University Websites (Victoria University of Wellington , Australian National
University, and MIT)
Professional institute Websites (The Royal Society of New Zealand, Institute
of Professional Engineers of New Zealand, and the New Zealand Law Society )
Research institute Websites (National Institute of Water and Atmospheric
Research, Institute of Veterinary, Animal and Biomedical Sciences, and the
New Zealand Institute for Economic Research)
Electronic Journals (British Medical Journal , Journal of Internet Law and
Technology , and AtP (AntePodium))
Individual researchers' Web pages (an NZ artificial intelligence researcher,
a US library and information management researcher, and a US mathematical
statistician)
These sites were chosen as being representative of a range of ways in which
research appears on the Web, and representing both academic and professional
research.

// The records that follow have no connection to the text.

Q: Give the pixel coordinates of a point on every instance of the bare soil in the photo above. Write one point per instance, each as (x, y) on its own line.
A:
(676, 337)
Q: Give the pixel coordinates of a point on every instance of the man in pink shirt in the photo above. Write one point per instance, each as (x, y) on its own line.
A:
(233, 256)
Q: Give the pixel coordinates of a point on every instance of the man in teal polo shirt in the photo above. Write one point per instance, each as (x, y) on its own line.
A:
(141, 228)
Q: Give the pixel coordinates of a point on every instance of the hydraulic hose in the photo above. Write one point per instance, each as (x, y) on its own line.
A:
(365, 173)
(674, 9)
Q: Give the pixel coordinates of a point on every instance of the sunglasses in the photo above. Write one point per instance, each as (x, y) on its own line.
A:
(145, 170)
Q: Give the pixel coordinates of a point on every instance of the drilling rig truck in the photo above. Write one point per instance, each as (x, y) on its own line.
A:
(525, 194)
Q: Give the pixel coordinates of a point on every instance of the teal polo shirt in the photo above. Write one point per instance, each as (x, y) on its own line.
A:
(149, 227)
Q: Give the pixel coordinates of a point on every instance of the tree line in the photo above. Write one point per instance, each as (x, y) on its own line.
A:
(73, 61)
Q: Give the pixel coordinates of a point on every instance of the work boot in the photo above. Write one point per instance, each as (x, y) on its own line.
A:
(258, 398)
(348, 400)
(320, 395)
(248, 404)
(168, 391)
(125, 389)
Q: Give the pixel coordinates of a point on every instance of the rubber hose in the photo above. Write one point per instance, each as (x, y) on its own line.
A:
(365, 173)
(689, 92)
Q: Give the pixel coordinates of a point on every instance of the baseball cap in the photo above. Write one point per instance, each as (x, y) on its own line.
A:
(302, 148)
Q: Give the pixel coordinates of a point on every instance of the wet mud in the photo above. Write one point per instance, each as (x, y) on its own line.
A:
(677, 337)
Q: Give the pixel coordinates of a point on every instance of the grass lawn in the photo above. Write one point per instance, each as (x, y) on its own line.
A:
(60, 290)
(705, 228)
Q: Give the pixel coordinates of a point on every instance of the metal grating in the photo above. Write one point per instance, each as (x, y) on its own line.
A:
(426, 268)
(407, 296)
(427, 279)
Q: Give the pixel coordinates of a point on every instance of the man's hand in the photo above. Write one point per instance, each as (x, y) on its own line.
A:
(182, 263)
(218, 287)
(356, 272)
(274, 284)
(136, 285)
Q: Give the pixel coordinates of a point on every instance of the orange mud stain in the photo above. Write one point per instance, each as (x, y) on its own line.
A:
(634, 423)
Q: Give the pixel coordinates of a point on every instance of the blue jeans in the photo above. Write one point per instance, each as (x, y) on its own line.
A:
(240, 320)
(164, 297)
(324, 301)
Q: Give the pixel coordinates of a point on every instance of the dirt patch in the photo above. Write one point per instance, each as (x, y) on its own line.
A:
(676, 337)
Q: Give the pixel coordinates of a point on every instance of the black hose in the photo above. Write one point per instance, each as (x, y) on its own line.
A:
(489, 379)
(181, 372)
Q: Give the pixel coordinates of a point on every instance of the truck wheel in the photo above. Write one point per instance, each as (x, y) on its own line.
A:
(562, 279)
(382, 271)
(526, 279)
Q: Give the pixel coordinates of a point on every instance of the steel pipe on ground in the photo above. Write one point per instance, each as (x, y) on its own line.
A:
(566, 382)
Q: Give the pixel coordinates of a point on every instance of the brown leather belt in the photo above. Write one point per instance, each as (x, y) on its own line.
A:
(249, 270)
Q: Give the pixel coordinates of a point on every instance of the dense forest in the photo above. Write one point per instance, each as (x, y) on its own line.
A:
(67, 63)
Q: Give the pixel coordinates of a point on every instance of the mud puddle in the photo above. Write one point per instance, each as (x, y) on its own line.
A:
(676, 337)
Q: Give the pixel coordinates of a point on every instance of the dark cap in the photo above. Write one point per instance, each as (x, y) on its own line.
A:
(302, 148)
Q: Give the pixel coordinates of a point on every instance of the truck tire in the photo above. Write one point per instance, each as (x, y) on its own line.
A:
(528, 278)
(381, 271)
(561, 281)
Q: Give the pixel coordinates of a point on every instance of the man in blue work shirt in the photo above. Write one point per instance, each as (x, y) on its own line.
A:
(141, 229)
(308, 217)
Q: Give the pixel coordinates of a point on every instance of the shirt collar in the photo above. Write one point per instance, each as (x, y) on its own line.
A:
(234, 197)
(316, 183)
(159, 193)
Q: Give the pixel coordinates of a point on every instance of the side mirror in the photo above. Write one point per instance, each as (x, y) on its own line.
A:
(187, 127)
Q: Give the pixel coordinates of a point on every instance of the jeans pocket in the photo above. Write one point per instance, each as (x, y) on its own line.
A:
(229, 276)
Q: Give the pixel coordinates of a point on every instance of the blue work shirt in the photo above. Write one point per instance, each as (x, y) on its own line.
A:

This approach to selection was appropriate for an exploratory
study testing the classification and methodology.

Links to each of the target sites were determined by using the AltaVista
command in advanced mode (http://altavista.com/Web/adv):

link:xxx and not host:xxxwhere xxx is the target domain. This excluded Web
links made within the site itself. Site collapse was off, and the search was
set to be world wide, for documents in English (to avoid having to classify
sites in languages the researcher was not familiar with). Every twentieth
item on the list was examined, up to a total of ten linking sites, except
where fewer than 200 linking sites were found, when every tenth site was
examined. If a site or link was no longer valid, the next link on the
results list was chosen. 150 links were studied in total. Searches were
carried out in January 2003. As this was an exploratory study,
classification was carried out by the researcher without independent
verification of the classifications.